The Pinterest profile is a bit better in that a lot of the pins come from offsite or are repinnings. The Healthy Thanksgiving pinboard is colorful and attractive without being overly busy and precious like Pinterest pins can sometimes be. It did not look like a lot of impossible to re-create craft items, and instead was filled with practical recipes.
The CSPI’s image does need some help, though. While their rating on Charity Navigator is a respectable 3/4 stars, a quick Google reveals two significant criticisms of the organization. AlterNet reveals that the CSPI is against labeling GMO foods as such. A PDF on the CSPI site bolsters this statement, wherein the CSPI appears to be endorsing a statement that GMO foods are not harmful and thereby don’t need any form of special identification.
The other, and more significant critique, comes from AlcoholFacts.org. In a well-researched (albeit seemingly slanted) article, Alcohol Facts states, “Center for Science in the Public Interest distributes its reports without peer review, contrary to the way real science operates. … Without peer review, an advocacy report full of erroneous and misleading statistics can be passed off to the public as a scientific report.
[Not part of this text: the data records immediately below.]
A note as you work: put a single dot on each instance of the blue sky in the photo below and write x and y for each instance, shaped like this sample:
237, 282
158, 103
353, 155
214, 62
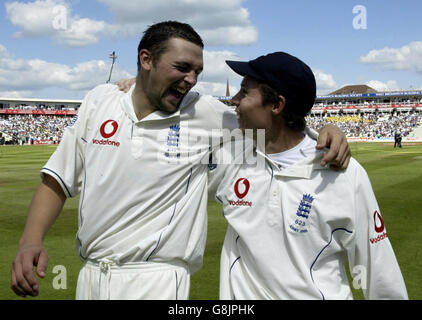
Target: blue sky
59, 48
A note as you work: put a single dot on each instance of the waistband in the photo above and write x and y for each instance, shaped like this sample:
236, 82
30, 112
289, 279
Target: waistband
106, 265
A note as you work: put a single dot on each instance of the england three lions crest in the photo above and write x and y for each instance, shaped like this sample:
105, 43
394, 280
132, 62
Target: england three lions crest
302, 214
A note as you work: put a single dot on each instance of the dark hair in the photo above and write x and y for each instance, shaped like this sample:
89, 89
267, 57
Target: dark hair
270, 96
156, 36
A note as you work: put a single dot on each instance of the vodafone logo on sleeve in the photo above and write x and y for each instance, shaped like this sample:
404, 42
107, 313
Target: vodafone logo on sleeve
241, 189
245, 191
379, 228
107, 130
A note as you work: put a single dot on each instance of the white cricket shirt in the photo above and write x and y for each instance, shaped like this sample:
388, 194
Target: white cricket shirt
291, 233
142, 184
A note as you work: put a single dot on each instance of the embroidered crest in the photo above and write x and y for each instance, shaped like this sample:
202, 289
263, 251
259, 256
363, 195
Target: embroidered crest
302, 214
173, 142
75, 118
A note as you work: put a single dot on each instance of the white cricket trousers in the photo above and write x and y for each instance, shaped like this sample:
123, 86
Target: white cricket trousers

That’s exactly what Center for Science in the Public Interest does.”
The CSPI does not seem to have reacted to either criticism. Could this be the deliberate inaction strategy as outline by Smith on page 145? Or did the Center just drop the ball?
Tying it back to the ILSC
For the Institute for Life Sciences Collaboration (ILSC), the Center’s website provides some lessons on how to proceed. For one, when mentioning a community (and mentioning it ad nauseum, as the prompt to join their community comes up with every single page refresh), the Center is writing communications checks that it is not cashing. Why say something is a community when it so clearly is not? The ILSC needs to pay attention to its communications promises to its publics. Calling something a community does not make it so – communities are defined by shared bilateral communications. Weinberg & Pehlivan (2011), on page 277, define a community’s (and other social media) objectives as including “Conversation, sharing, collaboration, engagement, evangelism”. That does not happen when a public is talked at.
The ILSC can also take away the idea of developing a means of reacting to online criticism. The AlterNet and Alcohol Facts critiques of the Center are not going away. Not addressing these criticisms does not do the Center any favors. Instead, the Center looks as if it does not care about what is said about it, and its ignoring of the posts by its own Facebook and Twitter followers bolsters that impression. In order to stand out and better serve its own publics, the ILSC has got to not only listen to its followers, its fans, and its critics – it also has to answer them.
Added Applications of the RPIE Strategic Process
For the RPIE process (e. g. Research, Planning, Implementation, and Evaluation), the review of the Center’s website and their other online presences reveals that implementation cannot be overlooked. All the research and planning in the world does not amount to much if an organization does not seem to do anything with the available information out there.
The Center is shouting. Its community does not seem to be a community at all. Imperfect implementation is to blame, but at least that can be fixed.